• [^] # Re: Solution à base de types variants en ADA

    Posté par . En réponse à la dépêche Sortie de GHC 8.0.2 et une petite histoire de typage statique. Évalué à 3. Dernière modification le 02 février 2017 à 17:59.

    Les cas pathologiques pour la complexité exponentielle, on les rencontres dans du « vrai » code ?

    Ce ne sont pas des cas pathologiques, c'est bien le problème. La boucle en elle-même est peut-être « simplement » 2D ou 3D. Mais tout un tas d'applications scientifiques qui simulent des phénomènes naturels (différents aspects météo, dynamique moléculaire, etc., dont je ne maîtrise absolument pas la théorie derrière) utilisent des dizaines de variables, tableaux, etc., pour représenter divers paramètres et aspects du modèle. La complexité ne vient pas uniquement du nid de boucle, mais aussi de l'explosion du nombre de variables dans les systèmes d'(in)équations linéaires qui en résultent. Beaucoup de ces applications utilisent des tableaux à une, deux, ou trois dimensions, ce qui fait exploser le nombre d'états (car le problème des dépendances inter-itérations est qu'il faut maintenir un vecteur d'itération par tableau, plus ou moins, pour tracer les dépendances qui doivent être résolues, et celles qui peuvent être potentiellement « dynamiques » et malgré tout « calculables » par le compilateur pour déterminer si la forme de l'espace d'itération ET du réseau de dépendances constituent toujours un polyèdre convexe).

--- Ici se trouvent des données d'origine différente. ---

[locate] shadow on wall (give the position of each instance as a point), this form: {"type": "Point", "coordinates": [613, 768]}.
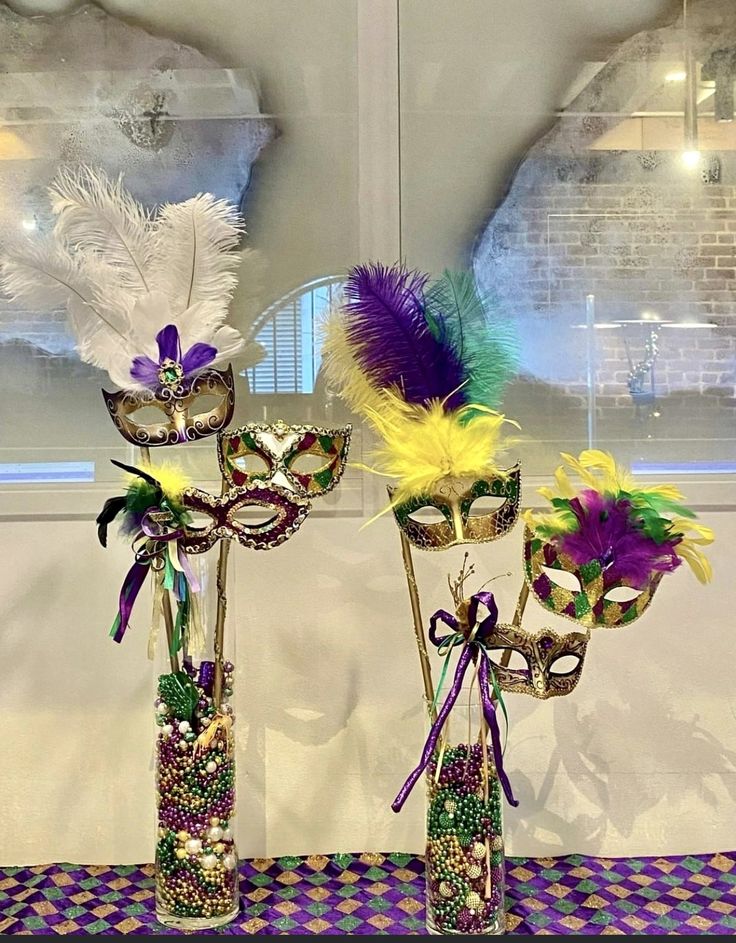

    Enfin, pour paraphraser Feautrier lors d'une keynote sur le sujet, « le modèle polyédrique n'est que polyédrique ». Beaucoup de codes de la vie réelle font appel à des tableaux d'indirection (algèbre linéaire creux, méthodes par éléments finis, et en général pas mal d'algorithmes fonctionnant à partir de représentations par graphes). Le résultat est que dans le cas général le modèle polyédrique ne peut rien car il est impossible de savoir si on a bien un polyèdre convexe pour les dépendances de données1 .

    Cependant j'ai vu des gens montrer au cas par cas comment dépasser le problème de la convexité, au moins partiellement. Du coup peut-être que dans vingt ans on aura une théorie et des outils pour aller au-delà des limites actuelles du modèle. :)

    EDIT: j'oubliais aussi un cas important : si on commence à avoir l'analyse polyédrique activable (genre Polly dans LLVM, qui est dans la branche principale je crois), il faut accepter que l'analyse va sans doute s'appliquer à TOUTES les boucles du programme. Ça risque de sérieusement rallonger le temps de compilation (du coup il faudra passer par des méthodes de ségrégation de certaines fonctions pour qu'elles soient isolées dans des fichiers spécifiques avec des options de compilation spécifiques). C'est déjà plus ou moins le cas dans pas mal de codes scientifiques optimisés, mais ça rajoute des contraintes sur le programmeur.


    1. En pratique je connais des gens capables de faire tout un tas de trucs très cool malgré tout. Par exemple, si tu sais que malgré une indirection de type a[b[i]] par construction les valeurs de b sont monotones (croissantes ou décroissantes) tu peux quand même utiliser l'analyse polyédrique pour permettre la parallélisation. Mais du coup ça demande d'avoir un utilisateur qui le dit au compilateur.